違いと言ったら、眼鏡を掛けてないって事くらいなのにな。

「藤堂君、貴方にとって私との時間は迷惑だったのは重々承知でした、本当に申し訳有りませんでした。でも私も、結羽のお願いだからと言って最初は乗り気ではなかったんですよ。藤堂君は覚えてますか、クリスマスの時のニャンコクイズ」
「あぁ、なんのご褒美欲しさに、杉原衣が俺に近づいたのかって奴だろ?」
「はい。正解は、結羽の笑顔が見たいから、でした」
「笑顔、見れた?」
「お陰様で。藤堂君のツンデレ話は結羽に高評でした」

高評で何より。
結羽のお姉さんと知っていたら、もう少し丁重に紳士に対応させて貰ってたのに。

「結羽に制限させられたんです『私の話題は禁止だからね。朔がお姉ちゃんと合っている時は、朔には私の事は忘れていて欲しいの』って。だから仕方なく偽名を名乗ってたんです」

何だか全部、結羽の思い通りって感じだな。
最初は確かに煩わしくて仕方なかったよ、彼女との時間は。
でも今は、手放したくないと思える自分がいる。
結羽が繋げてくれたかと思うと尚更だ。

「目的が済んだ気まぐれニャンコに、もう俺は用無しな訳?」
「そうなりますね。
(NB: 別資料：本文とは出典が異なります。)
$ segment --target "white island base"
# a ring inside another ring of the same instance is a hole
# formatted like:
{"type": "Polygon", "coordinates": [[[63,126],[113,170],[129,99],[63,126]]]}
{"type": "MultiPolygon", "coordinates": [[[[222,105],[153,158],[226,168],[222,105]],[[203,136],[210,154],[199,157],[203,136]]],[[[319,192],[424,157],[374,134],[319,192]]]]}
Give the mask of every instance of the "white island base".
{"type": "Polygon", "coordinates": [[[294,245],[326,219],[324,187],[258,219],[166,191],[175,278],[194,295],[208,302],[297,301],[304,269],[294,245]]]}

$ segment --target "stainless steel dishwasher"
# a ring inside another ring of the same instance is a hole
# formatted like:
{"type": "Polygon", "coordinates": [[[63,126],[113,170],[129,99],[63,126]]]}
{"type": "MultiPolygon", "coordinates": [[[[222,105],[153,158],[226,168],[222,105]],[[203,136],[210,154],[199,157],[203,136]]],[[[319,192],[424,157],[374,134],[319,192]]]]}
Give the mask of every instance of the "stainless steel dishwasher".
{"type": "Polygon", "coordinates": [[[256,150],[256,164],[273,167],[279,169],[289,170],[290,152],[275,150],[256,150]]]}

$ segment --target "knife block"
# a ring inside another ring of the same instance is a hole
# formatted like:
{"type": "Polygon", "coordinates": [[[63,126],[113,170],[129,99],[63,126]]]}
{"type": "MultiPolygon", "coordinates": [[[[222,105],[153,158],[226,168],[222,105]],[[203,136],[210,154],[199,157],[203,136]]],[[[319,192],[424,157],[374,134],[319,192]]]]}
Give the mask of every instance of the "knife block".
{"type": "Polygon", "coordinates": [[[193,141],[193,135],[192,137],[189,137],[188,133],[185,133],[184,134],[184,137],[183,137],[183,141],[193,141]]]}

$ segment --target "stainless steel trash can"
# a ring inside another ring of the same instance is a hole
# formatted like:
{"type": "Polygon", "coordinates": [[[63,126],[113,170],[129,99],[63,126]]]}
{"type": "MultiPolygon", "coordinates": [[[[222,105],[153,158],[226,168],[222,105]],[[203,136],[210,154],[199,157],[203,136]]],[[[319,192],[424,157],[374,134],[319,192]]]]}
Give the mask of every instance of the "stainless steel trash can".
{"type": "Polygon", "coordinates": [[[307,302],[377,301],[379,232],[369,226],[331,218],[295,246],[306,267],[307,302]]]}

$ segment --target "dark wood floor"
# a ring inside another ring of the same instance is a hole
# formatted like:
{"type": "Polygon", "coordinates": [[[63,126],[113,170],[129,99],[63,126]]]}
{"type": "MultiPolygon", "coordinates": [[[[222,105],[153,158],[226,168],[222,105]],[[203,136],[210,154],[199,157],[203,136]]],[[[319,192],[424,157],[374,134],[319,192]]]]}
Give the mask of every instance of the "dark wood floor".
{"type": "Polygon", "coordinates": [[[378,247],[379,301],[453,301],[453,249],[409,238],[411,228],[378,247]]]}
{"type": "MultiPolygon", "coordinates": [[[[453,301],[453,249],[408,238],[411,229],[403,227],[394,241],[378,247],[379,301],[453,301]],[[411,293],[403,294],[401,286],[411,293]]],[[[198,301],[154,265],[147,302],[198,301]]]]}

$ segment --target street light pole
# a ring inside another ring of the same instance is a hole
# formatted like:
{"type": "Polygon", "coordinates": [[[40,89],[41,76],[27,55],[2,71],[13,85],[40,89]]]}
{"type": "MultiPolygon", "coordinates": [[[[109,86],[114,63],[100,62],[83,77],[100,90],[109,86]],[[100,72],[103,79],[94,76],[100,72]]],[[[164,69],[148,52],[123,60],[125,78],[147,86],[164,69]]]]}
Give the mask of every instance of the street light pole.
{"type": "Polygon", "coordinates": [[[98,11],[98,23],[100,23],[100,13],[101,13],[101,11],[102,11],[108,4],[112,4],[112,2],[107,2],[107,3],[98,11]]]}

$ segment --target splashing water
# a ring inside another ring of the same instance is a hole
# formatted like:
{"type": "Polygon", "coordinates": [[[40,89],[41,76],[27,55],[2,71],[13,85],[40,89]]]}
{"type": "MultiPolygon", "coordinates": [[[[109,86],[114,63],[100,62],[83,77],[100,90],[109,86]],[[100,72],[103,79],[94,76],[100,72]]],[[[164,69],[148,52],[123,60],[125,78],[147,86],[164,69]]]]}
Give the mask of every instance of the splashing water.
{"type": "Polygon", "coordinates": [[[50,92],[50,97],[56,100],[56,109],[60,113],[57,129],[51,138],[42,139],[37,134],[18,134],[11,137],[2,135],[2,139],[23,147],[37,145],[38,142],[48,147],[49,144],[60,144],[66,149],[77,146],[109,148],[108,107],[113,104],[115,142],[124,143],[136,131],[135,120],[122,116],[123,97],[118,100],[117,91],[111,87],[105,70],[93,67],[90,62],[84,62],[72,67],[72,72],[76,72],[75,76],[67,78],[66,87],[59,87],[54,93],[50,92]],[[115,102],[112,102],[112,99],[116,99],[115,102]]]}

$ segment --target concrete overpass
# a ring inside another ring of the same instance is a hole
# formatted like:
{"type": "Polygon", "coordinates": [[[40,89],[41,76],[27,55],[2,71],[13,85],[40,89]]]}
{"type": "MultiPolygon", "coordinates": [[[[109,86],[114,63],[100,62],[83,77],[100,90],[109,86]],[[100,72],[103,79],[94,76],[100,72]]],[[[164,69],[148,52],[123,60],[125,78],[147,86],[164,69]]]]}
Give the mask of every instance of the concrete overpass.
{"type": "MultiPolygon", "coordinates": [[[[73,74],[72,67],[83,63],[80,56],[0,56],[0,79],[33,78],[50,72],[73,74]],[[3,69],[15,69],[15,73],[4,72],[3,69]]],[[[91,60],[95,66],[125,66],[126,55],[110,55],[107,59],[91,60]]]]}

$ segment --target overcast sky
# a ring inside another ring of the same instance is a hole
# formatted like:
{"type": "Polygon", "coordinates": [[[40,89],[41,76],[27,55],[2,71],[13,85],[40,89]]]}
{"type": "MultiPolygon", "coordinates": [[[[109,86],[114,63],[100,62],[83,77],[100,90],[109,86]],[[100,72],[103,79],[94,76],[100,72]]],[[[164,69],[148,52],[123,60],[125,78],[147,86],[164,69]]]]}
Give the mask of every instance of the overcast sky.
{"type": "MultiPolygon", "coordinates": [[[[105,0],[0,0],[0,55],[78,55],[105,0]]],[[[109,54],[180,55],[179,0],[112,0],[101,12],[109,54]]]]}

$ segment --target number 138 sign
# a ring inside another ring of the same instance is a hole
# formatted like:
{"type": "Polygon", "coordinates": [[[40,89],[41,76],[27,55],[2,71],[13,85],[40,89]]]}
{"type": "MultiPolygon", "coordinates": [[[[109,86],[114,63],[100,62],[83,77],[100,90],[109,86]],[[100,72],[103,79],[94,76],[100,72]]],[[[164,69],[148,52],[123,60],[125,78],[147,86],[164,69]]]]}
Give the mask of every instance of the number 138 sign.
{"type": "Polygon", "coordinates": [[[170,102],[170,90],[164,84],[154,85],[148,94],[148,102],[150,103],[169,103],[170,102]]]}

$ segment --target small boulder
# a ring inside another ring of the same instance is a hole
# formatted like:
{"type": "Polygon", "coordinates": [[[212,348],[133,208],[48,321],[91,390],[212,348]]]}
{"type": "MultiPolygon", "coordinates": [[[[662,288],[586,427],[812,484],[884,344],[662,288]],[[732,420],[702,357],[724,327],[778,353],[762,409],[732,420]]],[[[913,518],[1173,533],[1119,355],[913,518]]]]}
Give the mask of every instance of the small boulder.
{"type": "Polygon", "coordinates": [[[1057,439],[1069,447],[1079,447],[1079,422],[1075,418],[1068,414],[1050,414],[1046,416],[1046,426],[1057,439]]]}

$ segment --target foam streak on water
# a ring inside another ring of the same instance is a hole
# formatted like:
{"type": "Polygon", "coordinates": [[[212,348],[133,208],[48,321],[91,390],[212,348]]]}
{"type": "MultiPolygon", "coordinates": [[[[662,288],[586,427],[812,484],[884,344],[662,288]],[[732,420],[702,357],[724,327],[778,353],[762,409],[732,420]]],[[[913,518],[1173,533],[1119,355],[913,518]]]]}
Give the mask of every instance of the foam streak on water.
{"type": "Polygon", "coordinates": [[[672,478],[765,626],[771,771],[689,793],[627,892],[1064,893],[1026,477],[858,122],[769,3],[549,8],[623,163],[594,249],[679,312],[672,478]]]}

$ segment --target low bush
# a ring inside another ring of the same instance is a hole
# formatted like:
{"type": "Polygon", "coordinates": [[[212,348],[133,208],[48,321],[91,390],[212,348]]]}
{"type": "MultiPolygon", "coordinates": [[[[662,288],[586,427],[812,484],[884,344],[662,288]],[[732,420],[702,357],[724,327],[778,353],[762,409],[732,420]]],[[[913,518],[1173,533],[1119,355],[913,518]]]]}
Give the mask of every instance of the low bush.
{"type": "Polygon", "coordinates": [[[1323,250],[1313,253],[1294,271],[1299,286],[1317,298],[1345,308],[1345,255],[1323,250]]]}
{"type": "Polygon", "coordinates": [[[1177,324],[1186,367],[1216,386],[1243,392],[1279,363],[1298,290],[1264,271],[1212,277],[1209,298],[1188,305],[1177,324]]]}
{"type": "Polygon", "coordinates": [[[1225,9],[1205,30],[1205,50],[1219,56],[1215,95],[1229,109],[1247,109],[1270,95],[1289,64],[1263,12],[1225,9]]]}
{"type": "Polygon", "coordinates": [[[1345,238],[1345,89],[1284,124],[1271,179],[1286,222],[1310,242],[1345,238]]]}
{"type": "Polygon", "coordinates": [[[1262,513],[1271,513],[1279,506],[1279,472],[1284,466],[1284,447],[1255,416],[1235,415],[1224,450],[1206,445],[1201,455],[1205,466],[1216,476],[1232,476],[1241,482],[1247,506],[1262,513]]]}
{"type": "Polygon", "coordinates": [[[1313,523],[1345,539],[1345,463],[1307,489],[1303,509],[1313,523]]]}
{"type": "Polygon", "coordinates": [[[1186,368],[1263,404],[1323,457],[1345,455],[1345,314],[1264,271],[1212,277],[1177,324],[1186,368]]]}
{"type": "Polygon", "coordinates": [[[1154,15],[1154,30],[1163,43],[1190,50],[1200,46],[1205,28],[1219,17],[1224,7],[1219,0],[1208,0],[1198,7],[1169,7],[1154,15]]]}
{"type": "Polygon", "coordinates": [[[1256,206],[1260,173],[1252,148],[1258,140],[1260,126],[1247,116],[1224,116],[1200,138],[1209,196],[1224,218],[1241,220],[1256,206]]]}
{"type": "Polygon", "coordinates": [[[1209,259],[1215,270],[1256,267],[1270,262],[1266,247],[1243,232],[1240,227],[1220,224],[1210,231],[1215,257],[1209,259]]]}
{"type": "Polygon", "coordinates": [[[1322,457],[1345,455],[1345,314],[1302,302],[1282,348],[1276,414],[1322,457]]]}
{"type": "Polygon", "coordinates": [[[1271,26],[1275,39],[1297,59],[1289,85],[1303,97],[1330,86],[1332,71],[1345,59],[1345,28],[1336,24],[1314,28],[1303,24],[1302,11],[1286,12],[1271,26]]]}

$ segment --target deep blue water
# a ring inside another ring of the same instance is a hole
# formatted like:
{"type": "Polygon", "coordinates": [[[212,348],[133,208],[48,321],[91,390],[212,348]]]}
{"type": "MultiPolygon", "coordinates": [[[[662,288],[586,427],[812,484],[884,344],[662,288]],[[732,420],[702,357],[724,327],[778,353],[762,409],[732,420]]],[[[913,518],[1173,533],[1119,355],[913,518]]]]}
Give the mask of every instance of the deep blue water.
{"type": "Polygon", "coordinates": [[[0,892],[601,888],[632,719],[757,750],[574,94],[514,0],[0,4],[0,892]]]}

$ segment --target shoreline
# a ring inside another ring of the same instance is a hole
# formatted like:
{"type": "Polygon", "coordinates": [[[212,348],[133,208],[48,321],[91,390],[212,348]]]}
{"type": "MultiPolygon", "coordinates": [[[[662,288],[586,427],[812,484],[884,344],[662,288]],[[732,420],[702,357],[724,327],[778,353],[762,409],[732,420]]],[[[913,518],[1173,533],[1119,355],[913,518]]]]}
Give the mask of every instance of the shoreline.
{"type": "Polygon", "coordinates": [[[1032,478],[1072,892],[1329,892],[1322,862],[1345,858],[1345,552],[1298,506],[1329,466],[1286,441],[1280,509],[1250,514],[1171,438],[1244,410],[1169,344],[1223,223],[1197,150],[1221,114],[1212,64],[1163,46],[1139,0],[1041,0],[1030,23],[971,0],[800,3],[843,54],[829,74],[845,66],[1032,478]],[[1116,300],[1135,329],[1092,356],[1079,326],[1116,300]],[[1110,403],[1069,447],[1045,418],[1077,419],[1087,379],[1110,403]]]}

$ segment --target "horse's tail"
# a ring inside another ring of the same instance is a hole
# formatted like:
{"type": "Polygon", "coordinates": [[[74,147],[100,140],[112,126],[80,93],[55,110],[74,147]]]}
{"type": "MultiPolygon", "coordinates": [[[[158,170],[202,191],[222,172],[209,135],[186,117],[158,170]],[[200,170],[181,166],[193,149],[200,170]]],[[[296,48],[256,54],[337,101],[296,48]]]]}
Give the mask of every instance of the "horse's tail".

ゲームは終了です、藤堂君の勝ちです」
「最初から、勝つ気なんてなかった癖に。なぁ俺は、」
「余り結空ちゃんを一人にさせておきたくないので、私はこれで失礼します。どうかお元気で、藤堂君」

彼女は俺の言葉を最後まで聞かずに、再び斎場の方へと向かう。
結羽、お前の大好きな姉さんは、出会った時から何一つ、俺の事情なんて汲み取ろうともせず、自分の都合ばかりを俺に押し付けてくる厄介な人だったよ。
でも、彼女があんなにも強引なゲームを仕掛けて来た訳が、今更ながら分かった。
可愛い妹のお願いを聞こうと、頑張ってたんだろうな。

手元に残された手紙と言う名のノートを眺める。
こんなにも、何が書かれているんだか。
浮かれてしまう内容を想像してしまうが、余り過度な期待を抱くのは良しておこう。
中学の時の思わせぶりの結羽の態度で学習済みだ。
気持ちがひと段落したら、読ませて貰うとするよ。